Das Amtsgericht wies die Klage ab. Das Landgericht hat jedoch auf die Berufung des Klägers den Nachbarn verurteilt, die drei Birken zu entfernen. Für den Nachbarn kam das überhaupt nicht in Frage, er legte Revision beim BGH ein, mit Erfolg!
Der BGH entschied: Die drei Birken dürfen bleiben! Das ursprüngliche Urteil des Amtsgerichts wurde wiederhergestellt. Der Kläger hat keinen Anspruch auf das Entfernen der Birken.
Entscheidend war in diesem Rechtsstreit, dass der Nachbar die bei der Anpflanzung der Birken geltenden landesrechtlichen Vorschriften zum Grenzabstand eingehalten hat. Hiernach war für die Bäume ein Grenzabstand von 2 Metern zum benachbarten Grundstück einzuhalten. Die drei Birken standen allesamt mindestens zwei Meter entfernt vom Grundstück des Klägers.
Mit dem Einhalten der landesrechtlich vorgeschriebenen Grenzabstände lag eine ordnungsgemäße Bewirtschaftung des Grundstücks vor, so der BGH. Und wenn eine ordnungsgemäße Bewirtschaftung vorliegt, sind durch Naturereignisse ausgelöste Störungen bei der Nutzung des Grundstücks vom Nachbarn hinzunehmen, so die Richter.
Der Grundstückseigentümer ist dann für natürliche Immissionen auf dem Nachbargrundstück nicht verantwortlich. Dies gilt jedoch nur, wenn die gesetzlichen Abstandsflächen eingehalten sind. Nur dann liegt eine ordnungsgemäße Bewirtschaftung vor und nur dann ist der Eigentümer für Störungen aufgrund von Naturereignissen nicht verantwortlich. So entschied der BGH in seinem Urteil.

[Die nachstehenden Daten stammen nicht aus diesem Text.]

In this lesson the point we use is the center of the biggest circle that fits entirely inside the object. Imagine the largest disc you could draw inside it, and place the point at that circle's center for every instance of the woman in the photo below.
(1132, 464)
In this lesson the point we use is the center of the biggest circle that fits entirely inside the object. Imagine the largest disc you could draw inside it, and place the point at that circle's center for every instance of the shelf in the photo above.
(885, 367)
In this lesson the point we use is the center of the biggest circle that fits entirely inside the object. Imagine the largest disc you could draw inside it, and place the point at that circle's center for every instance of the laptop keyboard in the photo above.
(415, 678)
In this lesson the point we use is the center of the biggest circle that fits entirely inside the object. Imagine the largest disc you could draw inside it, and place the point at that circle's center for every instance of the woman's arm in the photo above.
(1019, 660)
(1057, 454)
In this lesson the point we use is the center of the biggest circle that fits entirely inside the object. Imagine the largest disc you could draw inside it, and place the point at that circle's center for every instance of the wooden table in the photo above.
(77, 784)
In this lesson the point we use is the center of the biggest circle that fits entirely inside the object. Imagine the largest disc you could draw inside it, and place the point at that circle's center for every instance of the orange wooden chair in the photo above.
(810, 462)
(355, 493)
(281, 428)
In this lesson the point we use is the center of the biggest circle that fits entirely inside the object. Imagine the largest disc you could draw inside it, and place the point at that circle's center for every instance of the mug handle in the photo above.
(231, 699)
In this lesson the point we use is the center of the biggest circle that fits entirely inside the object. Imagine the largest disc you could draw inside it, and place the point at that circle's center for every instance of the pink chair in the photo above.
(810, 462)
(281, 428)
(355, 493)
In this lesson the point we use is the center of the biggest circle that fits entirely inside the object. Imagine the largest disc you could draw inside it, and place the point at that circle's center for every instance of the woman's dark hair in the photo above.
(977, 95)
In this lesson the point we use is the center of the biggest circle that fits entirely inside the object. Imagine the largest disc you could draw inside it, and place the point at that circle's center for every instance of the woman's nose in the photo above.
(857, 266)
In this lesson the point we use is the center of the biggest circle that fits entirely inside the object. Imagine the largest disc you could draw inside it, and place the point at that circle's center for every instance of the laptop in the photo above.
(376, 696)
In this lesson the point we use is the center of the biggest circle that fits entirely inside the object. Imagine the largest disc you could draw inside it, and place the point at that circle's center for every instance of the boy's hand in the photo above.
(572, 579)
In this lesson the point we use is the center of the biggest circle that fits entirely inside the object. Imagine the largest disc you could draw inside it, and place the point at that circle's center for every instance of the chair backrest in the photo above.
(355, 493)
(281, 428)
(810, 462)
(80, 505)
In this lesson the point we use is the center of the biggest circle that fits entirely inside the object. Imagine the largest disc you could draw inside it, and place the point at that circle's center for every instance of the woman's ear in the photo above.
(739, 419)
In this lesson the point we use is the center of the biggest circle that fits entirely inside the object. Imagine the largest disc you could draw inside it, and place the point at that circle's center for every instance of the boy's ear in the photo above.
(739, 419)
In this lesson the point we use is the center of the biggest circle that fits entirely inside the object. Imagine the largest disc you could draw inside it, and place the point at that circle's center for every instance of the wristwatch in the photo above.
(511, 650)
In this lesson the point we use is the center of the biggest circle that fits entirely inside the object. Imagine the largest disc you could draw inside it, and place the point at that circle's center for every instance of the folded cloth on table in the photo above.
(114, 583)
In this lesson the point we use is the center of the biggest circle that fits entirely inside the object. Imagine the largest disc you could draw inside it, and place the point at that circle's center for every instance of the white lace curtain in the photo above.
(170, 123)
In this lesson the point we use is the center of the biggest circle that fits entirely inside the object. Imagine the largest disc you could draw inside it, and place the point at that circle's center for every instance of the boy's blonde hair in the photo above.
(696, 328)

Die Störungen sind nach Auffassung des BGH auch nicht so schwer, dass sich ausnahmsweise aus dem nachbarrechtlichen Gemeinschaftsverhältnis ein Beseitigungsanspruch herleiten lässt, so die Richter. Es handelte sich vielmehr um Immissionen, die üblicherweise von Birken ausgehen.
Dem Kläger stand daher kein Anspruch auf Beseitigung der drei Birken zu. Das Urteil des Landgerichts wurde vom BGH aus diesem Grund aufgehoben.
Auch ein Anspruch auf monatliche finanzielle Entschädigung bestand nicht. Da der Nachbar für die Beeinträchtigungen nicht verantwortlich war, hatte er auch keine Entschädigung zu zahlen.
Die Revision des Beklagten war erfolgreich, er kann sich weiterhin an seinen Birken erfreuen. Der Kläger jedoch wird sich nicht nur weiterhin über die Birken ärgern müssen, er hat nun auch noch die Kosten des gesamten Rechtsstreits zu tragen.